I am naturally technophobic; I avoided the computer classes that started just as I was entering high school, preferring to focus on more useful fare like British Tradition. (So glad I at least forced myself to sweat through my O.P. tops in the somewhat related typing class, which proved to be the most useful course I ever took.) Therefore, when I decided I should launch a blog to keep my writing skills from rusting over and to add my voice to the world, it was a challenge for me to figure out how to create one, and what it should or could be.
The first blogs I remember seeing were Towleroad and Page Six Six Six aka Perez Hilton, and I didn't even totally grasp how to read them at first. Visually, it was confusing. Content-wise, I of course cottoned to Towleroad, but Perez made me queasy — how were so many typos okay? (How are so many typos okay to this day for TMZ?)
I can still remember the joy I felt when I figured out how to post, how to upload an image and how to embed a video. I remember every time a post blew up, bringing in hits and new readers. I remember the longtime commenters, the trolls, the (not-exaggerating) stalkers, the anti-gay gays, the friends I met in person after they discovered my blog, the spam and the never-ending (and validating!) pitches and free tickets and photographers' snaps of half- or all-naked male models that I was sent and told to use at my discretion.
I've used it to show off my humor (both high and low), to flaunt my obsessions, to reality-test my sexual diversions and perversions, to laud the art I love, to lash out against the enemies of gay people and to broadcast my admiration for Madonna. Unfortunately, I've also had to spend time debating a long list of pathetically time-worn topics, everything from what free speech is, whether gay people should be expected to be liberal, why people who do not identify as racists can still do racist things, why it's okay to take photographs of people in public without their permission, why flamboyant gay people are not why homophobes hate us and many more. It gets exhausting, and I think it's a microcosm of why people get very concerned about their lawns as they age — they're sick and tired of engaging in the same debates over and over with new cycles of citizens.
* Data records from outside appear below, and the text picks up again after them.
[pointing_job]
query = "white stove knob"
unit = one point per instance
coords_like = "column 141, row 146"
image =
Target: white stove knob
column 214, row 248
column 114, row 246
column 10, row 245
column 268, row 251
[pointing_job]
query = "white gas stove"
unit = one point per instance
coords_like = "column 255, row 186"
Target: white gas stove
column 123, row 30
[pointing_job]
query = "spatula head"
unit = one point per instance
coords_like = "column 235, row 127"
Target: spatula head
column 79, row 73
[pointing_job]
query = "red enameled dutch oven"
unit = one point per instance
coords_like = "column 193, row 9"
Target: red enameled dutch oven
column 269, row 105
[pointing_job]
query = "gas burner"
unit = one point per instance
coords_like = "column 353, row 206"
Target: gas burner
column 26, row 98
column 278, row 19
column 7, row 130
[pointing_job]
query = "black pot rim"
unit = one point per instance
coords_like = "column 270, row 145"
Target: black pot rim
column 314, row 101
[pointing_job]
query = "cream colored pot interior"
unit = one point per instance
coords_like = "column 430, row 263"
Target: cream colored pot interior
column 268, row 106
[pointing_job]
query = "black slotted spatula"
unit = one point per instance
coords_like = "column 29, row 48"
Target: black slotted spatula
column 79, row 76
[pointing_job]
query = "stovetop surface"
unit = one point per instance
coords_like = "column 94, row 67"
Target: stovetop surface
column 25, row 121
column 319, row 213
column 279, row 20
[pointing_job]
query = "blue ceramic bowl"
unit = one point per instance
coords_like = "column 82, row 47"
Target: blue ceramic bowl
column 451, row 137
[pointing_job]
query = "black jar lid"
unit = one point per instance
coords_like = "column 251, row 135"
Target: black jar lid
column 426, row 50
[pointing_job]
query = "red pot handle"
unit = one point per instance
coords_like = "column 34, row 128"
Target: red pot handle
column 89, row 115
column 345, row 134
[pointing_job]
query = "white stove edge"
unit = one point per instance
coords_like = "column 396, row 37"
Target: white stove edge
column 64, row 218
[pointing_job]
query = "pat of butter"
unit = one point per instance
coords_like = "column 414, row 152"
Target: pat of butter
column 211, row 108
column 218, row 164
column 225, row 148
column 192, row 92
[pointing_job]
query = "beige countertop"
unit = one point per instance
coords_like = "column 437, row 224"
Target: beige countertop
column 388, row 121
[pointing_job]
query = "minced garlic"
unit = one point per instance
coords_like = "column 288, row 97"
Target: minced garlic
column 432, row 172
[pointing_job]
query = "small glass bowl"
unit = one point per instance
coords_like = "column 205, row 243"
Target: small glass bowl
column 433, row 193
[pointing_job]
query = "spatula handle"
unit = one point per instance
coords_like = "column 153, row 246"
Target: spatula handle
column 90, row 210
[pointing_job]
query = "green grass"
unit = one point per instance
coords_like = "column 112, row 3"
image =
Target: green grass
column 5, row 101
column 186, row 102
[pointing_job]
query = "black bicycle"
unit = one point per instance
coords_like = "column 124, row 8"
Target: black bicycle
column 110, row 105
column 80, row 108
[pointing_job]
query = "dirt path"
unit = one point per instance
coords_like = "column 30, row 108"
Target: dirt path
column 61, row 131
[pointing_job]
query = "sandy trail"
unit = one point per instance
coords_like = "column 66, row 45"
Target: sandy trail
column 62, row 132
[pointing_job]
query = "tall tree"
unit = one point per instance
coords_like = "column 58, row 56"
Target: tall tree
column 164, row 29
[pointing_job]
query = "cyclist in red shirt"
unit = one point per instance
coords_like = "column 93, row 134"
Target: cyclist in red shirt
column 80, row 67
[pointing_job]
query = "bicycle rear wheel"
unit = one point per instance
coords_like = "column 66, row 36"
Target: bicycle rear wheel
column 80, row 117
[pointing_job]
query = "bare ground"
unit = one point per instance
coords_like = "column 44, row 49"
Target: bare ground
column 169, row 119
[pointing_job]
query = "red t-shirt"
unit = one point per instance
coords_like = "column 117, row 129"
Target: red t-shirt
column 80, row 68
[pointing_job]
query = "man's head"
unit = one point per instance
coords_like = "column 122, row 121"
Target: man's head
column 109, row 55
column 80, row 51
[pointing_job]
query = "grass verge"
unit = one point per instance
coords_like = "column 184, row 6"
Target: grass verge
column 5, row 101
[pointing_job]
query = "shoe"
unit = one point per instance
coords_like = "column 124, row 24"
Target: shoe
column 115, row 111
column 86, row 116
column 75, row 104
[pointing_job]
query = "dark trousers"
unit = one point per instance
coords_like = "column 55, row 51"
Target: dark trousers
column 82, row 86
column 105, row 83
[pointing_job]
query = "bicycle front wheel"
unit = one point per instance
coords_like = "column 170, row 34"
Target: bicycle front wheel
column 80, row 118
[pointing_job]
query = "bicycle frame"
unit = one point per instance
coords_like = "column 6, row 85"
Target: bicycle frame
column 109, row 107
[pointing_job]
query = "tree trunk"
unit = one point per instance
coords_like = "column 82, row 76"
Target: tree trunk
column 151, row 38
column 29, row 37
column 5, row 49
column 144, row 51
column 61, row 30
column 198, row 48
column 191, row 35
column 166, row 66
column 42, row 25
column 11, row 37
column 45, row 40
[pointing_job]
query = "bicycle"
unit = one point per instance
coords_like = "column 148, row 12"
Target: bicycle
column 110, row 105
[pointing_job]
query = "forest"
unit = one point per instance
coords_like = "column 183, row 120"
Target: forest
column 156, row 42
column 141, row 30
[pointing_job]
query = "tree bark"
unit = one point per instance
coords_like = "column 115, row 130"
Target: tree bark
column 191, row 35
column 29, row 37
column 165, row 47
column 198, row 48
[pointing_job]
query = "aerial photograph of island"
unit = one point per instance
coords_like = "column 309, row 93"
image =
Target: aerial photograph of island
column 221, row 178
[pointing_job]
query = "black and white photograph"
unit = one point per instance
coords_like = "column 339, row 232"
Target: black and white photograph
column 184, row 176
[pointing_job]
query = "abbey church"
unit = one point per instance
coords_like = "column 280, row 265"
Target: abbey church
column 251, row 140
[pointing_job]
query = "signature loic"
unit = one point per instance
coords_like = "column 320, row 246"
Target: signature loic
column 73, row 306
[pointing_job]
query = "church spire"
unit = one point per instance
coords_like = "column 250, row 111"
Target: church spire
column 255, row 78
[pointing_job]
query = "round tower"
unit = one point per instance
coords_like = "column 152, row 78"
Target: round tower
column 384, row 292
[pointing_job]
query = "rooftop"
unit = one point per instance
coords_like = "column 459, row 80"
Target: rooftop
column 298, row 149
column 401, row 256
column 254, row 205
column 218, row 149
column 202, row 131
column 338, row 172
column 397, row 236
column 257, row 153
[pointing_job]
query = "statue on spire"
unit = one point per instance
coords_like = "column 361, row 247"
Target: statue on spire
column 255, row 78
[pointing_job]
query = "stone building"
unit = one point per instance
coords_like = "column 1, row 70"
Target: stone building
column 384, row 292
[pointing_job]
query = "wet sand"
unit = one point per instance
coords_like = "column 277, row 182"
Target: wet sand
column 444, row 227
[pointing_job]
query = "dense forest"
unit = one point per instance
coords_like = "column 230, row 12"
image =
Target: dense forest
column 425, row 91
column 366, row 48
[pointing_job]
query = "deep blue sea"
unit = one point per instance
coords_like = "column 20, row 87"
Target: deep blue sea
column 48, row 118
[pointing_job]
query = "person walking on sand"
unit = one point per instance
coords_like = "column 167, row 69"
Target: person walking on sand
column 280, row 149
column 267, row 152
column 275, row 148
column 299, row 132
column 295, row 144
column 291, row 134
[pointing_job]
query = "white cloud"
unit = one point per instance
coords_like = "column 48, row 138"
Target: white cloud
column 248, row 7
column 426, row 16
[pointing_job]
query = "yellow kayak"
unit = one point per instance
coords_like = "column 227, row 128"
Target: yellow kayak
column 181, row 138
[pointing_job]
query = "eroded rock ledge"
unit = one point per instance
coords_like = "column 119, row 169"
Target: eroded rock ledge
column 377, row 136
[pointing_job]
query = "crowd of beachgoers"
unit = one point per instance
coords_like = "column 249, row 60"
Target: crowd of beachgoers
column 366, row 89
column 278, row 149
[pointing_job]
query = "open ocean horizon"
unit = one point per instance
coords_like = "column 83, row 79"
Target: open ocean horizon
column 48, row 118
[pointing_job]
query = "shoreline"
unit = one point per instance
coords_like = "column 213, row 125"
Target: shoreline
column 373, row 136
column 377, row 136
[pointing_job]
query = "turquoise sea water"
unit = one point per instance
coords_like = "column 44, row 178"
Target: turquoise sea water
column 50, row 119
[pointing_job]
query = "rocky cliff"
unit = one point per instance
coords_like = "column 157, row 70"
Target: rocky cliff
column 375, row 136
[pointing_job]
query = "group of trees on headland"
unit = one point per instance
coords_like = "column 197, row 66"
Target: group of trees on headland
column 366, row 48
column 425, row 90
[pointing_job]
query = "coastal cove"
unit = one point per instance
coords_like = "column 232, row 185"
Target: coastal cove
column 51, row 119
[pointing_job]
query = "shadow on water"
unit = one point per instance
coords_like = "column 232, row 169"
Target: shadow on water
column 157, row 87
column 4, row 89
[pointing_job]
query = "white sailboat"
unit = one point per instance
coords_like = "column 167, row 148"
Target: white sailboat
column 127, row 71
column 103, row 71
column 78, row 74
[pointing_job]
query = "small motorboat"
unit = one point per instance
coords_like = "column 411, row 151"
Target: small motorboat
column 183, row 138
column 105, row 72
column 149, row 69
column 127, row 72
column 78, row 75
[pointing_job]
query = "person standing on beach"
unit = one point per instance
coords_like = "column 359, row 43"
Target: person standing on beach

I've used my blog to help me gather Kickstarter funds for my Encyclopedia Madonnica: 20th Anniversary Edition, and I will also shortly be announcing how to order my next book, MLVC60. It was very helpful in raising money for Boy Culture: The Series (which is shot and will soon be edited).
In spite of all these things, positive and negative, the blog has faced and continues to face some serious existential challenges. I was once part of a blogging network, earning a small but worthwhile amount of money each month from Google and other ads. Because I've always kept things on the verge of racy, this led to my expulsion from that network, and to a ridiculously unfair banning by Google AdSense that was, in part, the fault of my not being forwarded the exact image Google objected to, resulting in the image staying up for over a year. By the time I'd removed it, Google AdSense had apparently lifetime-banned me — and there is no way to get any representative to explain why or to offer any insight as to whether making changes could lead to my being welcomed back. Losing that sum of money every month year after year has been a drain, and it doesn't help that I still encounter people who earnestly believe this blog is my day job and primary means of support.